Retrieval-augmented generation (RAG) promises to help medical AI systems deliver up-to-date and reliable answers. But a new review shows that, so far, RAG rarely works as intended in real-world healthcare settings—and technical, regulatory, and infrastructure hurdles are slowing its adoption.
Large language models have proven powerful across a range of fields and are already in use in many industries. Medicine, however, is a different story. Here, accuracy, timeliness, and transparency are non-negotiable. This is exactly where traditional LLMs run into problems: they can hallucinate facts, lack access to the latest research, and are hard to audit. RAG aims to address these issues. But despite recent technical advances, the technology has yet to make its mark in clinical practice.
A recent overview paper—featuring contributors from the University of Geneva, the University of Tokyo, the Duke-NUS Medical School in Singapore, and several Chinese research institutions—breaks down why this is the case, and what would need to change.
RAG provides current information—at least in theory
At its core, retrieval-augmented generation is simple: instead of relying solely on the model's static knowledge, the system pulls in external sources—like medical guidelines, research papers, or electronic health records—to answer questions. These documents are retrieved, ranked by relevance, and then fed into the language model along with the original query.

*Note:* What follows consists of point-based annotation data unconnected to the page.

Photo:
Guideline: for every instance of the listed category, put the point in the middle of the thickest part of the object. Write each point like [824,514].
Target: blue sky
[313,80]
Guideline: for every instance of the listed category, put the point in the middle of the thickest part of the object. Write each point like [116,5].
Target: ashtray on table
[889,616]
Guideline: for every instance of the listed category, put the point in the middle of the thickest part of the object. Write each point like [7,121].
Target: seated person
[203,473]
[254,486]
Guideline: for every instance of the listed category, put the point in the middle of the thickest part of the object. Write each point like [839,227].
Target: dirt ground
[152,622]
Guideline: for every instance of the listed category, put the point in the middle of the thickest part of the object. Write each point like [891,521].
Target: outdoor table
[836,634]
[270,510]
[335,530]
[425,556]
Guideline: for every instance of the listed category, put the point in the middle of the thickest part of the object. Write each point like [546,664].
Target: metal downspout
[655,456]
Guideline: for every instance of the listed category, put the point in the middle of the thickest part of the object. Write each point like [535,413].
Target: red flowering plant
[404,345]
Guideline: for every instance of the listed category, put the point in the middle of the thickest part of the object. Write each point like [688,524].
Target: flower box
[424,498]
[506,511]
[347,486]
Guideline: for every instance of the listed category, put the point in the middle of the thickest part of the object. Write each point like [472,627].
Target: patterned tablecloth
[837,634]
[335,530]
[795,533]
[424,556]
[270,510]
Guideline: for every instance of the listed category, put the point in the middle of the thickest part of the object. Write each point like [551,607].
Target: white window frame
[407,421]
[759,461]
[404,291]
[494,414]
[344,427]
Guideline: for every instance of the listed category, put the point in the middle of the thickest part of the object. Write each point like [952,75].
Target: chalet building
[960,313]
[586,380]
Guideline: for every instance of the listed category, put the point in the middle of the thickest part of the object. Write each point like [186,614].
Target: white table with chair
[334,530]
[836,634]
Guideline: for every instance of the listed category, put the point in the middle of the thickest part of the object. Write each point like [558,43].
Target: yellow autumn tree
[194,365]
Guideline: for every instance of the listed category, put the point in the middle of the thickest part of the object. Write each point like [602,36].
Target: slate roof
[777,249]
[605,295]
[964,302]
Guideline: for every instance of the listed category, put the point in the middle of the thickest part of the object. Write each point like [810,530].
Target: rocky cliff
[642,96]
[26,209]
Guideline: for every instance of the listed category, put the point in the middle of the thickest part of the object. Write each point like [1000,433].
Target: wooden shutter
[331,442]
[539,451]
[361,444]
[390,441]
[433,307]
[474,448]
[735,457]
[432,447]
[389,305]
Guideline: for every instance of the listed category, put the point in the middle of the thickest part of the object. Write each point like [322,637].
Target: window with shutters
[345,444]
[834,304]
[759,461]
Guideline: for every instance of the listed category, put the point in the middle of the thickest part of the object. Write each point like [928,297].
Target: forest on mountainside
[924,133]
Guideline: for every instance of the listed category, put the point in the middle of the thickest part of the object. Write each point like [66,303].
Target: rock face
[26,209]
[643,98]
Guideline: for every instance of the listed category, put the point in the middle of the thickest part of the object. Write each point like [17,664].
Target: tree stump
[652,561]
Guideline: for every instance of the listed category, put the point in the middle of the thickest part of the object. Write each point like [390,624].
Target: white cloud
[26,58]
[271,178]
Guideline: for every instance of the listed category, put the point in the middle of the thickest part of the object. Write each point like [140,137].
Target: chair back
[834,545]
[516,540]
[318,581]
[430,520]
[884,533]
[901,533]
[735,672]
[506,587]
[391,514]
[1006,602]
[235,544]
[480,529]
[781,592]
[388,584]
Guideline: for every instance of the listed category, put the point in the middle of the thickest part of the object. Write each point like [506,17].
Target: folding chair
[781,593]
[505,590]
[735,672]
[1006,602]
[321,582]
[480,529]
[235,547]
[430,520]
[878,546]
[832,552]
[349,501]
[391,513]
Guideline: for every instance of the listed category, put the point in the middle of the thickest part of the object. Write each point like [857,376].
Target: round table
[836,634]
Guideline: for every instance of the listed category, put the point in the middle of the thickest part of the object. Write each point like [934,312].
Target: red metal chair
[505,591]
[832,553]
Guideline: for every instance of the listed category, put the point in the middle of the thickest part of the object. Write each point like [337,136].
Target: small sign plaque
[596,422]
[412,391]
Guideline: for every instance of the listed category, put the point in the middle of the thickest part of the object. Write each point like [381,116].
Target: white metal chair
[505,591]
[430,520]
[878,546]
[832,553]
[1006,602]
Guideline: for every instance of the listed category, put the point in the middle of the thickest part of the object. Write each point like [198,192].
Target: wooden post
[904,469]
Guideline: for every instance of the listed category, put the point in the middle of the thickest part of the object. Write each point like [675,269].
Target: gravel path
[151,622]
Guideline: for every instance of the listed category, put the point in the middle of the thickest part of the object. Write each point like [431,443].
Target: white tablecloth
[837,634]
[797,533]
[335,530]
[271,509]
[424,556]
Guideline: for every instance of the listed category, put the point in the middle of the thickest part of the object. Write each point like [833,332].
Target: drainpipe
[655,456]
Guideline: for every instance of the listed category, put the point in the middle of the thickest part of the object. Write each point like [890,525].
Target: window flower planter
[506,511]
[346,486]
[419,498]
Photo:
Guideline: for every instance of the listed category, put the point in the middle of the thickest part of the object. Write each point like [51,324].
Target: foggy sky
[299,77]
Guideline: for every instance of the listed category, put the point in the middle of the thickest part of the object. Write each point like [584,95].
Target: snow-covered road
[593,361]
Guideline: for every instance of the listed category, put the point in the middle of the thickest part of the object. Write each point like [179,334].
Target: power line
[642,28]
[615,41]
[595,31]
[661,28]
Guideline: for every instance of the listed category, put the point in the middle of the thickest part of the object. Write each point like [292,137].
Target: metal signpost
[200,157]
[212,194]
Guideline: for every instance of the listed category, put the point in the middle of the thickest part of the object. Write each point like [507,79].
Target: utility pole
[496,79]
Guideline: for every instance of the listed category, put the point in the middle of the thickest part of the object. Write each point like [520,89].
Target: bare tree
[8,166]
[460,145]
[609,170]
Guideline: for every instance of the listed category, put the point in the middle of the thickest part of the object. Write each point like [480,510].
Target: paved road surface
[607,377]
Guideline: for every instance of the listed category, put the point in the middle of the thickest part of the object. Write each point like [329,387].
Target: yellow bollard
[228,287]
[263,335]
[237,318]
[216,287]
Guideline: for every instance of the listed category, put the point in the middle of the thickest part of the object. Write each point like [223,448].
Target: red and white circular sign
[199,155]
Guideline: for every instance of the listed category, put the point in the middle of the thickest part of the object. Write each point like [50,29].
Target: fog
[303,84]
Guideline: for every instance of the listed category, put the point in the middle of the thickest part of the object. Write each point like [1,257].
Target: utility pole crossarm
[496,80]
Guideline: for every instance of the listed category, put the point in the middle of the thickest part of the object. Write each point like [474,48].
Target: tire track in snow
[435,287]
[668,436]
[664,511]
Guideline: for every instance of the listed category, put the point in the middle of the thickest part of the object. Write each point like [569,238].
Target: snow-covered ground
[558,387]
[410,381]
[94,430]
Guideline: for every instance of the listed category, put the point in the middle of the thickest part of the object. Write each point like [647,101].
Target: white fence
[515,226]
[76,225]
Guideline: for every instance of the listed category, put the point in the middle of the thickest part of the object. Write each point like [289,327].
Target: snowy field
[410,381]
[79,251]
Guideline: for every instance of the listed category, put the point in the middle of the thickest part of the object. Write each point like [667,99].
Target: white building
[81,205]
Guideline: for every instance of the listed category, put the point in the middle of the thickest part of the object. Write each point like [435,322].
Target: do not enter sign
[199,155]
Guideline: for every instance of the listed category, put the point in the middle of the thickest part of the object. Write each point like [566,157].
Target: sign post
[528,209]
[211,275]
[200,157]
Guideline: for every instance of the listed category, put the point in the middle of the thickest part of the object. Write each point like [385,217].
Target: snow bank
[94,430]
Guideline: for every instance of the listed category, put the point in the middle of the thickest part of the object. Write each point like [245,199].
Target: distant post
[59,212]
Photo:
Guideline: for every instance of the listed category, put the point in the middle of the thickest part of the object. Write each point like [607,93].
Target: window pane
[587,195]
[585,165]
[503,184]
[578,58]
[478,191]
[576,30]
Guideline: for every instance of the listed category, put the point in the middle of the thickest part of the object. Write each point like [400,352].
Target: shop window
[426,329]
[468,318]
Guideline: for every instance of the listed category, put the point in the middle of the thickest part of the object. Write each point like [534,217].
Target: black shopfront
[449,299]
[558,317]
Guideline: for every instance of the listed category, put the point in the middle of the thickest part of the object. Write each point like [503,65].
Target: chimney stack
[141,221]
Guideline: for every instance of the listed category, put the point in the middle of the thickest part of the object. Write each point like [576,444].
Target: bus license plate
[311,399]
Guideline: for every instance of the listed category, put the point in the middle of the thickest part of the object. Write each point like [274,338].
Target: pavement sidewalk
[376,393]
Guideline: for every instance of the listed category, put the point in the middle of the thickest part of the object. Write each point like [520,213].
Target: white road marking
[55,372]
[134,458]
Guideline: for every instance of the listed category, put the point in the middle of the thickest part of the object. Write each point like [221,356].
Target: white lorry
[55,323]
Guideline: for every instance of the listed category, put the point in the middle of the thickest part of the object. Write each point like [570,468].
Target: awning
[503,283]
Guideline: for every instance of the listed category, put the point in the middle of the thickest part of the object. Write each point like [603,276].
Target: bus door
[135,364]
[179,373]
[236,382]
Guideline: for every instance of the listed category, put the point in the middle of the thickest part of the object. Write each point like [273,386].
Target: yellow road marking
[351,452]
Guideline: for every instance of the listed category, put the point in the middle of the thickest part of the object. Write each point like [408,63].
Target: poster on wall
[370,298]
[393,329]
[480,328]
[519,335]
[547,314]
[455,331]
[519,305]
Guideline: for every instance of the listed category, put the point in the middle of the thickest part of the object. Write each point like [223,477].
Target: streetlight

In practice, though, things get complicated. According to the researchers, the specialized language of medicine, the wide variety of data formats, and the high stakes for accuracy create unique challenges for every module of a RAG system—from the retriever that gathers external data, to the re-ranker that sorts it by importance, to the generator that creates the final answer.
The technology is there, but real-world use is limited
The review highlights a number of RAG systems that have shown promise in research, including medical question-answering tools, systems for diagnosing rare diseases, and automated radiology report generators. RAG approaches are also being tested in genomics and personalized patient communication.
Even so, real-world deployment in hospitals remains rare. The main reason, the authors say, is that these systems are complex, expensive, and often not robust enough for safety-critical environments. Regulatory uncertainty and privacy concerns also make it hard to integrate them into everyday clinical workflows.
Five obstacles blocking clinical adoption
The paper identifies five key challenges:
- Trustworthiness: Faulty sources or poor re-ranking decisions can produce dangerous misinformation.
- Multilingual support: Nearly all current systems only work in English. Other languages lack suitable models and datasets.
- Multimodality: Much of medical data isn't text—it comes as images, time series, or audio. RAG systems that can reliably handle these formats are rare.
- Computing power: Large models like DeepSeek require hundreds of GPUs—unrealistic for most hospitals.
- Data privacy: Handling sensitive patient data with cloud-based LLMs often conflicts with regulations like GDPR or HIPAA.
Some solutions are already being explored: smaller, locally-run models, hybrid systems that combine local retrieval with external generation, and domain-specific models like MedCPT. But the researchers point out that these approaches come with trade-offs—such as lower accuracy or new privacy risks.
Another barrier was recently identified in a separate study: humans themselves. Patients who interact with chatbots tend to perform significantly worse on medical benchmarks than chatbots on their own.